Importante salientar que, no estudo de 2022, o número de pessoas que não conseguiam resolver seus problemas judiciais chegava a 1,5 milhão. “É muito alarmante que a força de tantos sistemas judiciais tenha enfraquecido tanto em 2023. Se quisermos inverter este direcionamento, os sistemas judiciais precisam de uma mudança de paradigma para uma abordagem focada nas pessoas, colocando em primeiro lugar as necessidades dos cidadãos”, acrescentou Elizabeth Andersen, diretora-executiva do WJP.
Consumidor exigente
No Brasil, a proteção e defesa do consumidor são consideradas direitos fundamentais e também um princípio da ordem econômica, conforme cita o art. 5º, inciso XXXII3 , da Constituição Federal de 1988, que diz que “o Estado promoverá, na forma da lei, a defesa do consumidor”, e o art. 170, inciso V4 , da mesma Constituição, que instituiu a defesa do consumidor como princípio da ordem econômica.
“Em alguns aspectos, por aqui, temos muito do que nos orgulhar, como o Sistema Único de Saúde (SUS), que é invejável no mundo todo, e as leis que protegem o consumidor. Como todas as áreas, pode haver um desvirtuamento aqui ou ali, mas no geral, isso ocorre porque o brasileiro é um consumidor de produtos e serviços exigente e que, portanto, sabe requerer seus direitos”, afirmou o ministro Dias Toffoli.
Explicando que o sistema judiciário do Brasil é o que mais tem processos no mundo – cerca de 78 milhões anualmente, o STF segue na mesma tendência e é o que mais julga casos por ano. “São 100 mil ações. A Suprema Corte dos Estados Unidos julga 100, a título de comparação”, comentou Toffoli.
Neste aspecto, para Toffoli, a ação da Fundação de Proteção e Defesa do Consumidor (Procon), presente em todos os estados brasileiros representa um eixo do Sistema Nacional de Defesa do Consumidor.

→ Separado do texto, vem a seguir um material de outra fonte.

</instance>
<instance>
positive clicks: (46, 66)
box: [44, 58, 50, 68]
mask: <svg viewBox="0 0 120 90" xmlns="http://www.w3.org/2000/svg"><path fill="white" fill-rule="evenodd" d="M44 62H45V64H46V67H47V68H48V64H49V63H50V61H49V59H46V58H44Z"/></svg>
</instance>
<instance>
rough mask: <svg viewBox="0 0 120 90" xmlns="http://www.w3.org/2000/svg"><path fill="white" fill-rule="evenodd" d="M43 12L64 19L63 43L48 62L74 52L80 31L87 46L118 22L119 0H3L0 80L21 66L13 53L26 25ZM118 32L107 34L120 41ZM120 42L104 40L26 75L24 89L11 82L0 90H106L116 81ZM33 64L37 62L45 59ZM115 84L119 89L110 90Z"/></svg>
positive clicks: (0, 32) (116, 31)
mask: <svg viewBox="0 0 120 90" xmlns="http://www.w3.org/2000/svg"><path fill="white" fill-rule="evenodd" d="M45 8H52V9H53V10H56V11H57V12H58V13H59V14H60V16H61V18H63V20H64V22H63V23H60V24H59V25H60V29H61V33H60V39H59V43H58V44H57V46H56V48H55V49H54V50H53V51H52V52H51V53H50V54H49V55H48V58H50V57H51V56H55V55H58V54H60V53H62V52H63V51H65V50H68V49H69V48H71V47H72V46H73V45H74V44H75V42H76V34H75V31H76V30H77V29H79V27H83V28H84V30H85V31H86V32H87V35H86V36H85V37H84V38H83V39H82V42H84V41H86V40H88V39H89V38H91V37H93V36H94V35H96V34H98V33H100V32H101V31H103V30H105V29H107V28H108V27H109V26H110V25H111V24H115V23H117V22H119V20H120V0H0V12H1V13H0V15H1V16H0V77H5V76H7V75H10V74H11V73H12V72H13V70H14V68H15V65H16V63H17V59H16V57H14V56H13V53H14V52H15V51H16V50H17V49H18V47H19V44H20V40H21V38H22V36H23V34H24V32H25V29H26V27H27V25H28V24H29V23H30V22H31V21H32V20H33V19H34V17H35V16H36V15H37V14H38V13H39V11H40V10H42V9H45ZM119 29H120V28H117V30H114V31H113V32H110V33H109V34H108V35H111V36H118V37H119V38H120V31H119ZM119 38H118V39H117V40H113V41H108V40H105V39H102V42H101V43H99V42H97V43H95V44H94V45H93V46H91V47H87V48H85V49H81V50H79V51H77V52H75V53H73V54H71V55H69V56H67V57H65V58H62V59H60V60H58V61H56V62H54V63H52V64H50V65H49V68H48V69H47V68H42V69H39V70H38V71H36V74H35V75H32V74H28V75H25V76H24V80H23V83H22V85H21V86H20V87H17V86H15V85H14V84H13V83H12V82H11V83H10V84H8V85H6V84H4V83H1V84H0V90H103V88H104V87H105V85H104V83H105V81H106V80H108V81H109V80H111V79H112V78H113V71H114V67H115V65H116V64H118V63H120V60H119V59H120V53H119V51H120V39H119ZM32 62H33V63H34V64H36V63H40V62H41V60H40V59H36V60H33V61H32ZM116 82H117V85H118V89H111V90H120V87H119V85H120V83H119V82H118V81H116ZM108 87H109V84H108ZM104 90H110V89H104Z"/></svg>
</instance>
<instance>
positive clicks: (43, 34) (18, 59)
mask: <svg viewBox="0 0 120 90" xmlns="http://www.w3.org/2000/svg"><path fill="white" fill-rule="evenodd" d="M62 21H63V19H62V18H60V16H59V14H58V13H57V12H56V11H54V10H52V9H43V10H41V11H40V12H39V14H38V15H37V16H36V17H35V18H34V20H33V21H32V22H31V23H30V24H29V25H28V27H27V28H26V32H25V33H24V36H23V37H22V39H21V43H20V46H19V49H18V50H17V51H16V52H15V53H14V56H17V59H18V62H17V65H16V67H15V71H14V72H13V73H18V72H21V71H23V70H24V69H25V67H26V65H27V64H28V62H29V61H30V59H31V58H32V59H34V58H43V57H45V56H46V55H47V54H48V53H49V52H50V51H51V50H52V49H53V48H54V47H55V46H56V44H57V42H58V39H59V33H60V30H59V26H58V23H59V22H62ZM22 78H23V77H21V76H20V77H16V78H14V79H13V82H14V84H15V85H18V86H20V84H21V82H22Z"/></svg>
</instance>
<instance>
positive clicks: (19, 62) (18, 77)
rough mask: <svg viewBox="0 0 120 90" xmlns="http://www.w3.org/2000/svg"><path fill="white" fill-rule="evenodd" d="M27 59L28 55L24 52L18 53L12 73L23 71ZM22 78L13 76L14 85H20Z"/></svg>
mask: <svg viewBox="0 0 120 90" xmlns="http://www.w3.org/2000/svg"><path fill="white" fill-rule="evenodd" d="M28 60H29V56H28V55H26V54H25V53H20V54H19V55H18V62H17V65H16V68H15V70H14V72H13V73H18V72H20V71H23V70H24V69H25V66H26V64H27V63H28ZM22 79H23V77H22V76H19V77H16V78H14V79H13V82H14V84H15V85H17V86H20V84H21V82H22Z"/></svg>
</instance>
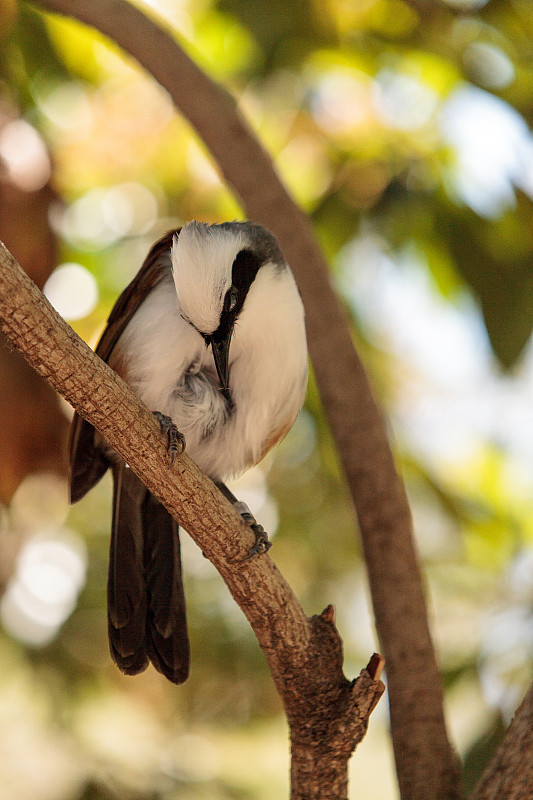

“Através da conciliação, é possível, para os consumidores, resolverem seus problemas com mais celeridade. Sem contar o que não é passível de ser contabilizado, como o fato de já existir um sistema que faz com que as empresas já saibam o que elas têm que fazer para não terem problemas. Como o fato de terem que ter compliance e dar a devida atenção para com o consumidor. Assim, os negócios não podem burlar as regras”, destacou o ministro do STF.
Por fim, para Dias Toffoli, graças a atuação dos Procons, milhares e milhares de casos não são levados à Justiça. “E o cidadão tem acesso a um sistema protetivo, gratuito, justo, honesto e correto”, salientou.
As declarações de Toffoli foram concedidas durante o 35º Encontro Estadual de Defesa do Consumidor, na sede do TJSP, na capital paulista.
Vale destacar que em 1985, a assembleia geral da Organização das Nações Unidas (ONU) promoveu, pela primeira vez, as suas normas de proteção ao consumidor, que deveriam ser adotadas por todos os países membros em “leis, regras e regulações”. Esse mesmo documento recebeu atualizações em 2015, e agora engloba tratativas do e-commerce e demais relações consumeristas internacionais.